1527. Correlation between ODI and PROMIS in Minimally Invasive Lumbar Decompression Surgery

Authors: Avani Vaishnav; Steven McAnany, MD; Brittany Haws, MD; Benjamin Khechen, BA; Kern Singh, MD; Catherine Gang, MPH; Sheeraz Qureshi, MD, MBA (New York, NY)

Introduction:
As the focus in spine surgery shifts from radiographic to patient-centric outcomes, patient-reported outcomes measures(PROMs) are increasingly being used. Therefore, it is vital to evaluate these tools.

Purpose:
To assess the correlation between Oswestry Disability Index(ODI) and Patient-Reported Outcome Measurement Information System Physical Function(PROMIS-PF) in patients undergoing minimally invasive lumbar decompression. 

Methods:
PROMs collected pre-operatively and 6 weeks, 3 months, 6 months and 1 year post-operatively on 243 patients who underwent minimally invasive lumbar decompression surgery were analyzed; sub-group analysis by number of levels was performed.

Paired Samples t-test was used to analyze change in ODI and PROMIS. Minimal Clinically Important Difference(MCID) of 12.8 for ODI was used to assess the number of patients experiencing a clinically significant improvement. Pearson product-moment correlation was used to determine the correlation.

Results:
The improvement in ODI and PROMIS-PF from pre-operatively to each follow-up was statistically significant in 1 and 2-level cases, but not in 3-level cases. 59.1% of patients had an improvement >MCID for ODI by 6 weeks, 62% by 3 months, 58.3% by 6 months and 64.9% by 1 year.

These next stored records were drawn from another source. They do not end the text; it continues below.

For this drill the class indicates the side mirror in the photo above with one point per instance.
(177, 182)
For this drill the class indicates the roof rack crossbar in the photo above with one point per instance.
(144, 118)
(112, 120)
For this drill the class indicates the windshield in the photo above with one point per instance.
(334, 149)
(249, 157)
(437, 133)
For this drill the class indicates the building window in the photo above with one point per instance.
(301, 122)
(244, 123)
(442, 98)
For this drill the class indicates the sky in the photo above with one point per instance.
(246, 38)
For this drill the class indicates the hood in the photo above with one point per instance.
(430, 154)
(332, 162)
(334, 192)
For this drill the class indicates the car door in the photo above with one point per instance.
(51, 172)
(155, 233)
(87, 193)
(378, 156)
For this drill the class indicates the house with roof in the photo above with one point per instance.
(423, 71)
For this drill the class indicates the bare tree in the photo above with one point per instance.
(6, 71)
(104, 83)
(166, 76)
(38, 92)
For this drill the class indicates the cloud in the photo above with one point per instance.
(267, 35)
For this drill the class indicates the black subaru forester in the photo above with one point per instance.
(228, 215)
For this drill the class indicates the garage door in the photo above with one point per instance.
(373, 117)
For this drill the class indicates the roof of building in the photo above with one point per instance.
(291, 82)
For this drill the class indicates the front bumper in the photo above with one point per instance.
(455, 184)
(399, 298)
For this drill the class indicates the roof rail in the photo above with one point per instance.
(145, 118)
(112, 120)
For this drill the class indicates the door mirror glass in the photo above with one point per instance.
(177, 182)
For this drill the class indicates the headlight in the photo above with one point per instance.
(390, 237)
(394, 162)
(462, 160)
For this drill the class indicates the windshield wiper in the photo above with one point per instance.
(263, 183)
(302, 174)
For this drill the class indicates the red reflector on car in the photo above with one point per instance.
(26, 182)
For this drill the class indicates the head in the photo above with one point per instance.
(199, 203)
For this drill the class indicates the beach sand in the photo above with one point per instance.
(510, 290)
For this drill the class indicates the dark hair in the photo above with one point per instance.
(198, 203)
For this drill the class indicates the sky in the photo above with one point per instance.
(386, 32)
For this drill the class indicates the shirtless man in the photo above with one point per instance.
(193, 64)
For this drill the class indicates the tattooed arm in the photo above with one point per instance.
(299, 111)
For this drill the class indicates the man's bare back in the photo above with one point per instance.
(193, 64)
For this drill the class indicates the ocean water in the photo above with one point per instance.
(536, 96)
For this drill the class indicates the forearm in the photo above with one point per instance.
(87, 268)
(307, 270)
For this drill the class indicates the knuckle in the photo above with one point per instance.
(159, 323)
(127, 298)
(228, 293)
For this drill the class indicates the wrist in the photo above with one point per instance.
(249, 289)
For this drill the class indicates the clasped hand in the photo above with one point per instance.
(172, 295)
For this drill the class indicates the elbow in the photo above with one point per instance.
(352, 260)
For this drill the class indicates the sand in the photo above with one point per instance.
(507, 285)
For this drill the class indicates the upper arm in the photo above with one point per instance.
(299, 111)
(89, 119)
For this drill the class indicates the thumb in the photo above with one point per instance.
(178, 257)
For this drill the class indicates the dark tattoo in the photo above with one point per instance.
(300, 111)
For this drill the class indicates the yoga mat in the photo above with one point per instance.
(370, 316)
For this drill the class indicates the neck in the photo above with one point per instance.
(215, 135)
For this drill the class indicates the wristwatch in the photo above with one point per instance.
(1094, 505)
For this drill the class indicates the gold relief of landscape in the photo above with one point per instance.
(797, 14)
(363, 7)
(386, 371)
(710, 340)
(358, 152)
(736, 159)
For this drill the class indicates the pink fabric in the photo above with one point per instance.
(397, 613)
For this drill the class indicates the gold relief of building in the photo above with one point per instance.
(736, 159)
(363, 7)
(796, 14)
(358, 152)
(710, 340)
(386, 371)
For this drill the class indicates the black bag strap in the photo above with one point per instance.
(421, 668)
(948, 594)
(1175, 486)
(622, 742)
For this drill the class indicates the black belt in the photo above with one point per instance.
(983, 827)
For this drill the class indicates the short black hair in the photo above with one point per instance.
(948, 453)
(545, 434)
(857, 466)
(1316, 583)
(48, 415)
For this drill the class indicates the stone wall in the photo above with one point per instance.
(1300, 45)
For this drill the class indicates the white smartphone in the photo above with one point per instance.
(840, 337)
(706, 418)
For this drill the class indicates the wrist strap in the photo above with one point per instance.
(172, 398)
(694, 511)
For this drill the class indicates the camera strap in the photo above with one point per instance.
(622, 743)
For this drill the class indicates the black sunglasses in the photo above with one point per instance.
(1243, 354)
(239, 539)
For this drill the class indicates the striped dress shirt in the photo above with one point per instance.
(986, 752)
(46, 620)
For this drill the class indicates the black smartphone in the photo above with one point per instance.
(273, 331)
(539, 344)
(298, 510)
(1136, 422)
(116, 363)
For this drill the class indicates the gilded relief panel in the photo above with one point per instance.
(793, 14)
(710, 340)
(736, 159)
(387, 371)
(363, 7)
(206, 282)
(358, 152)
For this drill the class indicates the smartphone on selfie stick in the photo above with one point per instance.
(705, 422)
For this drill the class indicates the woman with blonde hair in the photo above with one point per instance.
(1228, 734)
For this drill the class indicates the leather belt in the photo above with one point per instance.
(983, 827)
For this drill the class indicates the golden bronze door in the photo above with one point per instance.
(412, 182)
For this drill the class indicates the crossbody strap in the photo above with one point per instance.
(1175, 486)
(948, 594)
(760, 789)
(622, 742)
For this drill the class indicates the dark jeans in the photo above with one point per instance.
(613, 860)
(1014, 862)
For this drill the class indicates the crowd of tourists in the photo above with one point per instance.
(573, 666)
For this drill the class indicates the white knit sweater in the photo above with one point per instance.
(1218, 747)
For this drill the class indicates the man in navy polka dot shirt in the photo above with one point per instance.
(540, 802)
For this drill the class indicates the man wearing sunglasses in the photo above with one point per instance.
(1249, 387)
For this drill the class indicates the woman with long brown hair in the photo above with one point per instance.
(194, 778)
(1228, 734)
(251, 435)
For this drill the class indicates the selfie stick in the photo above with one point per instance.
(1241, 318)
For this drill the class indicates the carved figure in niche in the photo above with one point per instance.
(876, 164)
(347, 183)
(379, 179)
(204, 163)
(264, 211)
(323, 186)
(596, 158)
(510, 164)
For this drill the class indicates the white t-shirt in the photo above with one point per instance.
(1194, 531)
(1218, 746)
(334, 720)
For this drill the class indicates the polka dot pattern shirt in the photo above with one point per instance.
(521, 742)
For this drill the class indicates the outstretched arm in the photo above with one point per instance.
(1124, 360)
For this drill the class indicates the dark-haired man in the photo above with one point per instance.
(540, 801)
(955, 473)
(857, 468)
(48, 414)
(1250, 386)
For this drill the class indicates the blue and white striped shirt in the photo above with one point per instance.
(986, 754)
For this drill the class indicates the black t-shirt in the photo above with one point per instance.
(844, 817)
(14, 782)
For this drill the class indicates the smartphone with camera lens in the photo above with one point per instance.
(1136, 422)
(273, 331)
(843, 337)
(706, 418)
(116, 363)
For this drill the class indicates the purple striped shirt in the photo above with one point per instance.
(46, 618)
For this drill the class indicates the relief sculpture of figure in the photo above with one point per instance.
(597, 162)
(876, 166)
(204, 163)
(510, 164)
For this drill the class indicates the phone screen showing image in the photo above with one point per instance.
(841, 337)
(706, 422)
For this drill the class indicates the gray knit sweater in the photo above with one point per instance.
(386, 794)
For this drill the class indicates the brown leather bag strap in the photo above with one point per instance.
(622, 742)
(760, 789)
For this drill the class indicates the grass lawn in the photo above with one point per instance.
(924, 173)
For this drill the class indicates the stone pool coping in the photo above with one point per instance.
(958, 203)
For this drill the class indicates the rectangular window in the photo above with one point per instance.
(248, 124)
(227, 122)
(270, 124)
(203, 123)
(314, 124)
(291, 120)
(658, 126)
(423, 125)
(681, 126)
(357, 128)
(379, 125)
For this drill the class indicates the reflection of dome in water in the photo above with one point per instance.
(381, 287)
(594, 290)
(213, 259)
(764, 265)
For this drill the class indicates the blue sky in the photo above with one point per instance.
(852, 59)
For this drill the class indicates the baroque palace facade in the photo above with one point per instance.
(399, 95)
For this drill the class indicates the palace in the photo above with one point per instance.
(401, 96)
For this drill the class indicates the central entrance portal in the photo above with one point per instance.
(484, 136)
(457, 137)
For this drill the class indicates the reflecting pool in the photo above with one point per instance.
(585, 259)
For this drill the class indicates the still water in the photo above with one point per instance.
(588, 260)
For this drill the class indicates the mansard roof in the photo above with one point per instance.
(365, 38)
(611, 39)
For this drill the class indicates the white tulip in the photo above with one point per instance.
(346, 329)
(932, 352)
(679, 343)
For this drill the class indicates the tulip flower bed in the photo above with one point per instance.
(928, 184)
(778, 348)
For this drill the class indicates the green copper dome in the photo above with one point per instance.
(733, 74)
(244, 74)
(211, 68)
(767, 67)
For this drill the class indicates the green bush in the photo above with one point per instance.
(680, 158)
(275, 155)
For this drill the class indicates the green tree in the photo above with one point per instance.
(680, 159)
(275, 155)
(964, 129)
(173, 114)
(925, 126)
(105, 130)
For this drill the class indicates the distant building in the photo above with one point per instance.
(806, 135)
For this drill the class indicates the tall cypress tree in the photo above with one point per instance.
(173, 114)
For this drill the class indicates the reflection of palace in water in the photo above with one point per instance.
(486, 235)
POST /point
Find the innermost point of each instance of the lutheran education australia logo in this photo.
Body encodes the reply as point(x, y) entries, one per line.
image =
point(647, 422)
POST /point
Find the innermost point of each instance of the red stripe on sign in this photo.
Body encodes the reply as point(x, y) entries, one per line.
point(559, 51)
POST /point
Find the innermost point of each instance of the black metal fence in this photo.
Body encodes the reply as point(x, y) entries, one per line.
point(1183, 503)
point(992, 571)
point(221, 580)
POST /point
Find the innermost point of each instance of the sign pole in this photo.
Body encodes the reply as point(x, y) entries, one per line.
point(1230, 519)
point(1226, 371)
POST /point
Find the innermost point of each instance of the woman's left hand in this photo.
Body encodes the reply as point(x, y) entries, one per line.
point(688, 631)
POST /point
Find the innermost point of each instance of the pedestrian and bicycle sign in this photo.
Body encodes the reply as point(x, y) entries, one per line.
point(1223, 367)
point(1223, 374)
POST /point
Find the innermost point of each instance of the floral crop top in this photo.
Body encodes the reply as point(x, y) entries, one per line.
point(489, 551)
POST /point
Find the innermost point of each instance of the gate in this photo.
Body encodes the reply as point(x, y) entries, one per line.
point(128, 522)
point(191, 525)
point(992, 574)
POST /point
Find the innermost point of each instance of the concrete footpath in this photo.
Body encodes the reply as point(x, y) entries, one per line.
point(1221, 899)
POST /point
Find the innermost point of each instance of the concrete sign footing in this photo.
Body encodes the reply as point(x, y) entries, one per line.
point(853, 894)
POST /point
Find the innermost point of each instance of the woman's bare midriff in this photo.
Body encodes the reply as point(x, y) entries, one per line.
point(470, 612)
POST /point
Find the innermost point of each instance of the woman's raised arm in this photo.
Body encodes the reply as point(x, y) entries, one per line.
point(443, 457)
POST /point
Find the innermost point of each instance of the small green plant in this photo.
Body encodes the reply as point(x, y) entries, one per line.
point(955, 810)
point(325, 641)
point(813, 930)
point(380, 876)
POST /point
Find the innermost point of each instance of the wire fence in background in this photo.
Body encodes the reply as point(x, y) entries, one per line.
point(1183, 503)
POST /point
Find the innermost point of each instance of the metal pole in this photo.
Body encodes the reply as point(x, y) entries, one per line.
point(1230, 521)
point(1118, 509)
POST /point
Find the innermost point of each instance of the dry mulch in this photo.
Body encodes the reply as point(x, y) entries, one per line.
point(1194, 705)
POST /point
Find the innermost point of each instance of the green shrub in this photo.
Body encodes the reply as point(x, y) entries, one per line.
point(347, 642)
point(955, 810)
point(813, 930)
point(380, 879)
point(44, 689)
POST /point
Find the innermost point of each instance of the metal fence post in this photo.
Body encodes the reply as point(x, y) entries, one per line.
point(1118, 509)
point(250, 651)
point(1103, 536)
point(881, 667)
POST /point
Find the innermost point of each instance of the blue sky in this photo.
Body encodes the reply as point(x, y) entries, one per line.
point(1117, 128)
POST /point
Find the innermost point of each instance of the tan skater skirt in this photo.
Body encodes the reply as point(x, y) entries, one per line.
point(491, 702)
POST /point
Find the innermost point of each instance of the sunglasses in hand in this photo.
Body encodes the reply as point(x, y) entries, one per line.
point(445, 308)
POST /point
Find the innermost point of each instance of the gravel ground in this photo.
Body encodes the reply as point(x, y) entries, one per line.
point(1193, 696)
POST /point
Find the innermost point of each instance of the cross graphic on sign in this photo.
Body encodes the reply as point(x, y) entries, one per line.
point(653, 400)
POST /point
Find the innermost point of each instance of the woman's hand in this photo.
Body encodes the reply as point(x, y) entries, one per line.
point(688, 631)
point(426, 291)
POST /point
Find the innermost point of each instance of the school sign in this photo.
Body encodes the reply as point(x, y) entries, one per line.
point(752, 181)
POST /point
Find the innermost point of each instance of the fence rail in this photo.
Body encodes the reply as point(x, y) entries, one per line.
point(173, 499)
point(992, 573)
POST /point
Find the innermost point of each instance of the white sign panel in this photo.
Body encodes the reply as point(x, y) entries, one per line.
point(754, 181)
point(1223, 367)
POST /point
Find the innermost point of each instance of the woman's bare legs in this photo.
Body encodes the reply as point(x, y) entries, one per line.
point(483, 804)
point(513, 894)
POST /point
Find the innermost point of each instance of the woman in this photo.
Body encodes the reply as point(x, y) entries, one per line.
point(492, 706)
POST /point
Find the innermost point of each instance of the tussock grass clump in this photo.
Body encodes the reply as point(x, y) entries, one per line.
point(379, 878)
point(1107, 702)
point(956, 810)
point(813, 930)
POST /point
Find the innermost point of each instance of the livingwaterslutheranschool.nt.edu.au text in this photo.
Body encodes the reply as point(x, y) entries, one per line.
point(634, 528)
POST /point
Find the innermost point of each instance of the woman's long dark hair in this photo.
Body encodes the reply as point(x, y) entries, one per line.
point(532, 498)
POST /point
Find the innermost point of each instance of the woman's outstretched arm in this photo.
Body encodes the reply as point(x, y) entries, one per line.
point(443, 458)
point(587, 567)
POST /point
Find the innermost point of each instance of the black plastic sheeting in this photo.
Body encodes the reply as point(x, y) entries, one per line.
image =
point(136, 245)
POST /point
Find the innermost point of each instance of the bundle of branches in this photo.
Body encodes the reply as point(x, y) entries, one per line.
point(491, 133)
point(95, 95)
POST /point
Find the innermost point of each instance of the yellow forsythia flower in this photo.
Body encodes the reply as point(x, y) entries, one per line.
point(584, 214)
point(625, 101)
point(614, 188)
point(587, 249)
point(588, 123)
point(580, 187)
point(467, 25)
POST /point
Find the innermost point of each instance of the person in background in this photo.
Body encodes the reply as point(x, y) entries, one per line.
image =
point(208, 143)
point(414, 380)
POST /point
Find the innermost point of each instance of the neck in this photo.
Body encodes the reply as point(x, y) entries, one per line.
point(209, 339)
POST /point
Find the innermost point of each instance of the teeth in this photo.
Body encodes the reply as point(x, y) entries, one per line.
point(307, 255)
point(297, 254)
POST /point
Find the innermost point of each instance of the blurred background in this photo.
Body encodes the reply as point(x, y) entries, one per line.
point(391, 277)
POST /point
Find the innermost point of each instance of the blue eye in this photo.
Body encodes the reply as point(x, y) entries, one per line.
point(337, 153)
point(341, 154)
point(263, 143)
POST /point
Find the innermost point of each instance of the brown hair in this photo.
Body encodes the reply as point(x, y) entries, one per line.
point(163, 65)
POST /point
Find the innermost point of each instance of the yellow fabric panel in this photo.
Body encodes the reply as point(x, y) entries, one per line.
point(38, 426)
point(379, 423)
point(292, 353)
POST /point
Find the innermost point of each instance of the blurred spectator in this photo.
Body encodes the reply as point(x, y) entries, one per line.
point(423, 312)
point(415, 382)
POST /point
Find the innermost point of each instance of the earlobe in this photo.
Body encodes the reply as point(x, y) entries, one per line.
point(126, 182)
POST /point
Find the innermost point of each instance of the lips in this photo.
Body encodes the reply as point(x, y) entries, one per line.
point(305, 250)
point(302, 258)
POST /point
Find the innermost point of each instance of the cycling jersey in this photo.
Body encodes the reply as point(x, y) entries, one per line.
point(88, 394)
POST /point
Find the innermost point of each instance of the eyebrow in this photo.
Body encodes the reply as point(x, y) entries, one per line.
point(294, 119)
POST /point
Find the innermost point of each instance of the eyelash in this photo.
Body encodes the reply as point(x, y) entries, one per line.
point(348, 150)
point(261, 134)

Overall, there was a statistically significant negative correlation at all time-points, which was moderate preoperatively(r=-0.59,n=243,p<0.0001), strong at 6-weeks(r=-0.70,n=150,p<0.0001), very strong at 3-months(r=-0.80,n=95,p<0.0001), strong at 6-months(r=-0.75,n=78,p<0.0001), and very strong 1-year(r=-0.83,n=50,p<0.0001). Similarly, in 1- and 2-level surgery, there was a statistically significant negative correlation at all time-points, which was moderate preoperatively and ranged from strong to very strong the post-operatively. In contrast, in 3-level surgery the correlation was not statistically significant at any time-point.

Conclusion: 
The results of our study show a statistically significant moderate to very strong, negative correlation between ODI and PROMIS-PF, except in 3-level lumbar decompression. Thus, PROMIS-PF is a good surrogate for ODI. Larger studies are warranted to evaluate the utility and value of this outcome measure.